Manufacturing in Europe is also having trouble strengthening. An index of factory output in the euro area increased to 51.3 in October from 51.1 a month earlier and 51.4 in August, according to London-based Markit Economics.
Factory production in China has shown signs of picking up. Industrial output in September climbed 10.2% from the same month last year, according to Oct. 18 figures from the Beijing-based National Bureau of Statistics. In June, the year-over-year increase was 8.9%.
Today’s Fed report also showed that factory capacity utilization, which measures the amount of a plant that is in use, held at 76.1%. In February, it reached an almost five-year high of 76.5%.
Mining production, which includes oil drilling, rose 0.2% after a 0.6% gain. Utility output jumped 4.4%, the most since March, after falling for five straight months.
The average temperature last month was 67.3 degrees Fahrenheit (19.6 Celsius), making it the sixth-warmest September on record, according to the National Oceanic and Atmospheric Administration. The agency’s index on residential energy demand showed September was 9% above average.
Factory production of non-durable goods declined 0.3% in September, the third straight decrease. Output of textiles dropped 0.7%, while production of chemicals fell 0.6%.
Dow Chemical Co., the largest U.S. chemical maker by revenue, this month reported profit that trailed analysts’ estimates amid higher costs and lower sales in the unit that makes epoxy, used in plywood and can linings.
Demand for motor vehicles has been a bright spot for manufacturers, with cars and light trucks selling at a 15.2 million annualized rate in September after climbing in August at the fastest pace since 2007, figures from Ward’s Automotive Group showed.
Production of motor vehicles and parts climbed 2% after a rising 5.2% a month earlier, today’s report showed. Automaker assemblies rose to an 11.55 million annualized rate in September, the most since June 2006.

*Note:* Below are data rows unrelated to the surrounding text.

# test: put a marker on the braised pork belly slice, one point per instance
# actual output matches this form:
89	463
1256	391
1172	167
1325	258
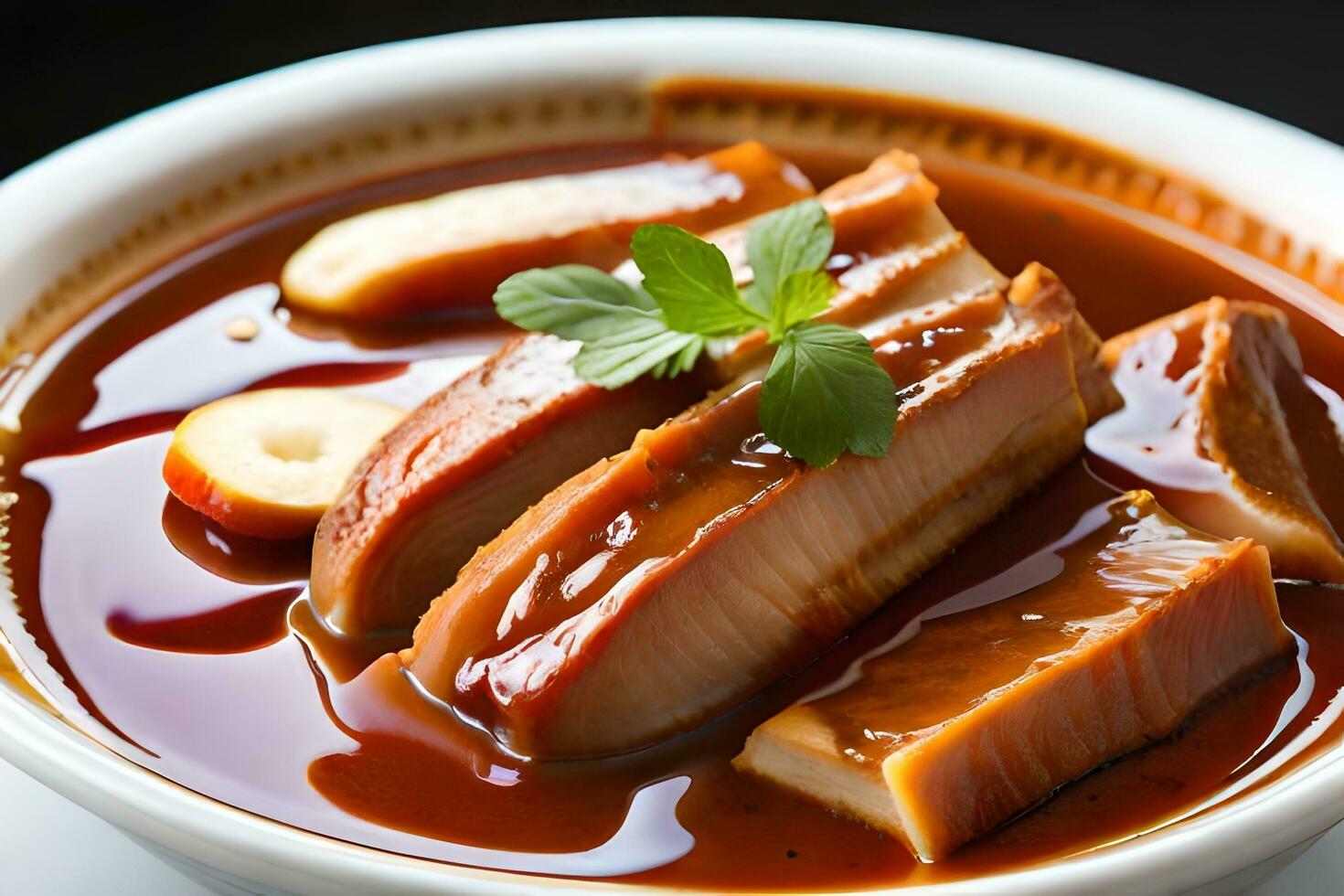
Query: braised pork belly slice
476	455
984	712
464	465
1221	423
453	251
657	589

Ford Motor Co. (F) earned a $2.3 billion profit in North America in the third quarter and raised its forecasts for pretax profit and operating margin for the full year. The Dearborn, Michigan-based company said last week that its automotive sales rose 12% to $33.9 billion. It also earned a rare profit on overseas operations on rising demand for Focus compact cars in China and B-Max vans in Europe.
Eaton Corp., which makes electrical equipment for buildings and hydraulics for machinery, is seeing steady, albeit slow, improvement in the U.S. economy, Chief Executive Officer Sandy Cutler said during an Oct. 25 conference call. The U.S. accounted for about half of Eaton’s revenue in 2012.
Cutler said the economy is “gradually improving” while not “rocketing back” in the U.S. He forecast an increase in demand in the company’s markets of as much as 4% next year, spurred by economic recovery in Europe.
“The biggest turnaround in a region is likely be Europe,” Cutler said in an Oct. 25 telephone interview. “Whether you think growth’s a half-point positive or a point positive, it’s sure going to be better than negative 1% for a couple of years in a row.”
A recovery in the company’s orders in the third quarter has marked a “change in momentum,” Cutler said. Eaton, which is based in Dublin and operates from Cleveland, is forecasting zero growth for its markets this year, he said.